There is a song by Bethel Music called Getting There that starts with the lines “Further seems forever, Until you’ve seen, until you get there, Until you feel a promise land beneath your feet.” For so many years I felt stuck in the ‘further feels forever,’ wondering when the promise would land beneath my feet so I could finally stand. What I’m beginning to understand is that what I am made for, what my soul really desires, is not to find a past promise that I can can simply stand on, but rather to allow each promise to become a stepping stone that begins to form a path that leads me ever deeper into the goodness of God. The most extreme, most extravagant, most miraculous picture I was capable of imagining 11 years ago is black as night compared to where God has already brought me, and I believe the journey is even now just beginning. There are so many times that I could have stopped, that I could have said “this is more than I could have ever imagined; I will stop and live here.” And it would have been good. But oh, how much I would have missed out on. There are many ways that I took steps forward in my journey. Sometimes it was through learning. Sometimes it was through serving. Sometimes it was through receiving love from others. But the important thing is that I chose, time and time again, to believe that God’s goodness is still greater yet than what I have experienced, and to never stop reaching my foot out in faith until I can find that next stepping stone, that next promise fulfilled to bring me a little deeper.
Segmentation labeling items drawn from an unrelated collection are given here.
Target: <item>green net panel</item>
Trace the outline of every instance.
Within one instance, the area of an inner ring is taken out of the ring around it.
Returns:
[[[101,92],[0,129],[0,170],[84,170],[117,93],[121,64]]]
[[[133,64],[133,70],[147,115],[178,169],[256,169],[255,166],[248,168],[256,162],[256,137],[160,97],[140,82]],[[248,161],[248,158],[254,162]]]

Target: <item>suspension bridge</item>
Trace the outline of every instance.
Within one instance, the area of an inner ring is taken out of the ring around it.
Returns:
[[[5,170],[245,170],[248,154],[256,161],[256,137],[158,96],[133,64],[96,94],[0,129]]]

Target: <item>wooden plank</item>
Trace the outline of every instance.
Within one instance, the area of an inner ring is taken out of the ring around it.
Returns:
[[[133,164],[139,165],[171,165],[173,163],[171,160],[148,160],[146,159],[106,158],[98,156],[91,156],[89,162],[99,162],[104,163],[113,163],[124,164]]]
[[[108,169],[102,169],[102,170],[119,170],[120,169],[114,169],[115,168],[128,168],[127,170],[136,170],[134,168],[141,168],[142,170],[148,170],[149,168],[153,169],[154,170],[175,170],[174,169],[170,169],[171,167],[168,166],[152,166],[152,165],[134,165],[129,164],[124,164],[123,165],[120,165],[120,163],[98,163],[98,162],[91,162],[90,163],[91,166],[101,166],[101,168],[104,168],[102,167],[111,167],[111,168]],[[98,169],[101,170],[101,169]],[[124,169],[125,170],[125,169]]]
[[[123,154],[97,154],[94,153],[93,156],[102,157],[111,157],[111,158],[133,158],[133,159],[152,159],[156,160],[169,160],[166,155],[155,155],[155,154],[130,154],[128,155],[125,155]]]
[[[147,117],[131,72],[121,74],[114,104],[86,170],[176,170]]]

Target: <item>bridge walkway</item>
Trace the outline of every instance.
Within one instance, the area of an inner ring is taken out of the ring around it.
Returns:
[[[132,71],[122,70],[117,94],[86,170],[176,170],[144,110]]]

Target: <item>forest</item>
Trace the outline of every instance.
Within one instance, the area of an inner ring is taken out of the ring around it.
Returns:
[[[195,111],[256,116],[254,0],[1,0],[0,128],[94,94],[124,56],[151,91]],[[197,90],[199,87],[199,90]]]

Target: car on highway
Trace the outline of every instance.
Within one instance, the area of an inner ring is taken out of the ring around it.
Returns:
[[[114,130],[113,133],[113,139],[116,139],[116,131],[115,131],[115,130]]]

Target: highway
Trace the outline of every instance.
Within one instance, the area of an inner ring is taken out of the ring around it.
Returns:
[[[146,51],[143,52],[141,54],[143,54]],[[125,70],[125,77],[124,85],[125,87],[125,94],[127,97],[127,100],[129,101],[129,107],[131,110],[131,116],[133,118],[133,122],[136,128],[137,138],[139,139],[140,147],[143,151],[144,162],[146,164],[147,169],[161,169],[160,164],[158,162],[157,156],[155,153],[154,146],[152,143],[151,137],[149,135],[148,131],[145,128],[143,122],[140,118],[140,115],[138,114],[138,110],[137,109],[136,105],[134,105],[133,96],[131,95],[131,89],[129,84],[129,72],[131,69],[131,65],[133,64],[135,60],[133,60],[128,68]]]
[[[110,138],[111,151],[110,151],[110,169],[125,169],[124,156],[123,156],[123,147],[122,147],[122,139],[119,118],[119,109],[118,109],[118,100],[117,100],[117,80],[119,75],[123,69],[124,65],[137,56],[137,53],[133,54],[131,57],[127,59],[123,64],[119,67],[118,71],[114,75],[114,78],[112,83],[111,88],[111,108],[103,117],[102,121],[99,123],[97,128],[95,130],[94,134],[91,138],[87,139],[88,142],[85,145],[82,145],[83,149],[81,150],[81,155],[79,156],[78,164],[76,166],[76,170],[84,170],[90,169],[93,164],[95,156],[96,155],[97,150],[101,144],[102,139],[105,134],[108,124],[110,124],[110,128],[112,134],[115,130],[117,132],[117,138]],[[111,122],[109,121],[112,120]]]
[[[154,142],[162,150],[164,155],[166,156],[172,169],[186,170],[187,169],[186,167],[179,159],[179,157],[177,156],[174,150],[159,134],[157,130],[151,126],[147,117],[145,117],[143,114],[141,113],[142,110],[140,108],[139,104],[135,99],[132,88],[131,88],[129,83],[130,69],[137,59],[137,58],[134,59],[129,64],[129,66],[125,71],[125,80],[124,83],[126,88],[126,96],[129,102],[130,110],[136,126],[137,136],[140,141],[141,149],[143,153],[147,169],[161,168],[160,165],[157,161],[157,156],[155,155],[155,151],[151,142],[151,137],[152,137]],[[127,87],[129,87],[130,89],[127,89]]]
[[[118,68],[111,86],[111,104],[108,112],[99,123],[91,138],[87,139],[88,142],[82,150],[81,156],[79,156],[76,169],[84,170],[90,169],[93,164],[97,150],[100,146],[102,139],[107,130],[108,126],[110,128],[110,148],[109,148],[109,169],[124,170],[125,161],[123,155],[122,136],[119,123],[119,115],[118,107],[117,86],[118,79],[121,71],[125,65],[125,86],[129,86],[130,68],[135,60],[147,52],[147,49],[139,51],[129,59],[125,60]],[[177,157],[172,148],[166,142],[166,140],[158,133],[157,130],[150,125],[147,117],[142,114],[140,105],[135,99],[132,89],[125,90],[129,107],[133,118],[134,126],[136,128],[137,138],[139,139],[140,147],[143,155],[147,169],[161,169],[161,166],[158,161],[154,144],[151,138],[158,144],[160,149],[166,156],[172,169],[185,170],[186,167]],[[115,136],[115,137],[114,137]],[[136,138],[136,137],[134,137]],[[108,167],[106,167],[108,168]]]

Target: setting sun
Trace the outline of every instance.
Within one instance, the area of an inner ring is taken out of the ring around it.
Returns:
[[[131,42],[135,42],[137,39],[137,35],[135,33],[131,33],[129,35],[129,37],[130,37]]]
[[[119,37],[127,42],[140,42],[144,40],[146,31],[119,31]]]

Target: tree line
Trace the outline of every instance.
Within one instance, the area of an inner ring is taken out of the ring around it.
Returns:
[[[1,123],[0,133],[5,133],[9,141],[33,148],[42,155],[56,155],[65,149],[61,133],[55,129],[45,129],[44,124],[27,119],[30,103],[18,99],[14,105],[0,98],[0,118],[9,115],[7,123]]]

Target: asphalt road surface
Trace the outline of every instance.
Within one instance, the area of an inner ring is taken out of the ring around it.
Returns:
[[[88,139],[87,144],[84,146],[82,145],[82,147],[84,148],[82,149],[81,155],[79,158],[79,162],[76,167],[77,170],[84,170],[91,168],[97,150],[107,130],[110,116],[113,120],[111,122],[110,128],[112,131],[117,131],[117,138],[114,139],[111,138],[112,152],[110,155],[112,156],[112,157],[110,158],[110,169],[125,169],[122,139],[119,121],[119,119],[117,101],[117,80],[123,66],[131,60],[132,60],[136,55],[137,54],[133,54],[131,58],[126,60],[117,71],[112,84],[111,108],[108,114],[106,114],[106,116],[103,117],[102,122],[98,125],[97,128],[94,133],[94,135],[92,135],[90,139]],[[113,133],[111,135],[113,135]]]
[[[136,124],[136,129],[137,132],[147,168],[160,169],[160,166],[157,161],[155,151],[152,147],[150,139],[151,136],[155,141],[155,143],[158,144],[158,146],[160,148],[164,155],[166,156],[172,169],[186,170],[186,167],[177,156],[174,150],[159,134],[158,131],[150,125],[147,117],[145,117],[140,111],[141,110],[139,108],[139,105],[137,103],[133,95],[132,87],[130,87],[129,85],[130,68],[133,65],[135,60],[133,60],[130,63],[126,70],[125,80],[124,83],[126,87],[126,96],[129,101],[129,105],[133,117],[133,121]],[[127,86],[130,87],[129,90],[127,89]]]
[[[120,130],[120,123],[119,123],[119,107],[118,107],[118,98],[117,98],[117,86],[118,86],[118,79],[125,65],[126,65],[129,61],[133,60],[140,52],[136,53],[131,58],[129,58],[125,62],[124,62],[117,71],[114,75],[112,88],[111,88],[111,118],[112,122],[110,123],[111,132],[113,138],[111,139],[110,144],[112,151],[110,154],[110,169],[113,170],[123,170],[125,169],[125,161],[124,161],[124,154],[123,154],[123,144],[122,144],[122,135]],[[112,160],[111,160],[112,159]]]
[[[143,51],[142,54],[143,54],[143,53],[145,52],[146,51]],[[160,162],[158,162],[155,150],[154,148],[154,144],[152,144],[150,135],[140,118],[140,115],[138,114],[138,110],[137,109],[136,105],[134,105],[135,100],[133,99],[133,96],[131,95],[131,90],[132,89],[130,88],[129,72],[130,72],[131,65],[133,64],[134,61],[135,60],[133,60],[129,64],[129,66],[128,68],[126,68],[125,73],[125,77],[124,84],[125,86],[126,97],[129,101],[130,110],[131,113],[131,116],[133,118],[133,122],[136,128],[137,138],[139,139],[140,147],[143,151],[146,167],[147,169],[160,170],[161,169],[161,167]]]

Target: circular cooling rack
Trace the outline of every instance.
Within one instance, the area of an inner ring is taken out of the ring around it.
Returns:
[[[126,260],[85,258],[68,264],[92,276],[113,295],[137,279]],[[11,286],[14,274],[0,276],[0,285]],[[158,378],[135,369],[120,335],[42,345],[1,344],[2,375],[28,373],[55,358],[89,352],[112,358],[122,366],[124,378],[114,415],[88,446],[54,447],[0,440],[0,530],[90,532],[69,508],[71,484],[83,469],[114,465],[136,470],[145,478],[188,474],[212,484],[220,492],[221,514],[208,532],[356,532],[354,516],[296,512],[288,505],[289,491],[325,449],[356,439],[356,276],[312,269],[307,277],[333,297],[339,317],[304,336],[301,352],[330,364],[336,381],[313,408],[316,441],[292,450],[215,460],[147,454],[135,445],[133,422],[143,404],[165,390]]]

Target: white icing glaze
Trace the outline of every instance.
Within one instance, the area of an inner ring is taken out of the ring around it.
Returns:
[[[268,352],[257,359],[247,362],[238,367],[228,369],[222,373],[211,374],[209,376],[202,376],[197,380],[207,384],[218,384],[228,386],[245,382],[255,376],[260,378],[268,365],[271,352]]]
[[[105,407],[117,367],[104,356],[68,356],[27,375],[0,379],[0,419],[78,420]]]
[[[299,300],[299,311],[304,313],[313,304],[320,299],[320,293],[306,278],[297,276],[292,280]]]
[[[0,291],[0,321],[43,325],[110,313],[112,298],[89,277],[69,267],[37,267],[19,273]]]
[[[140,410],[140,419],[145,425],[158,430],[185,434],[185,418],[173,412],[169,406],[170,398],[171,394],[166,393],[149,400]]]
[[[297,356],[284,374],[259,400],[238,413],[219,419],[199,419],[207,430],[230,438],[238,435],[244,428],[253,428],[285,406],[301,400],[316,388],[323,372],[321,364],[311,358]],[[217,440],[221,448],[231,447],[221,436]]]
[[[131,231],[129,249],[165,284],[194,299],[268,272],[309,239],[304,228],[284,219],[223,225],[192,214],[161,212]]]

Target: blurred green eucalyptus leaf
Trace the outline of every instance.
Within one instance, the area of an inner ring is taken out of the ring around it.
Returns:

I heard a worship song recently that unfortunately seems to be an original song from the church I was visiting and not publicly available. Even so, I want to end this post with (as close as I can remember them) a couple of lines from the chorus of the song:

Just when I think it doesn’t get better than this,
You sweep right in with a fresh new wind.
Just when I think your goodness is at an end,
Your love pours in, and you fill my heart again.

There is more available. There is more of God’s goodness than you have experienced. God’s promises are true. Miracles are available. The goodness you hope for, that thing you are praying for, is not a mirage that leads to disappointment, it is a taste that God longs to surpass if you allow it to feed your hunger for his goodness.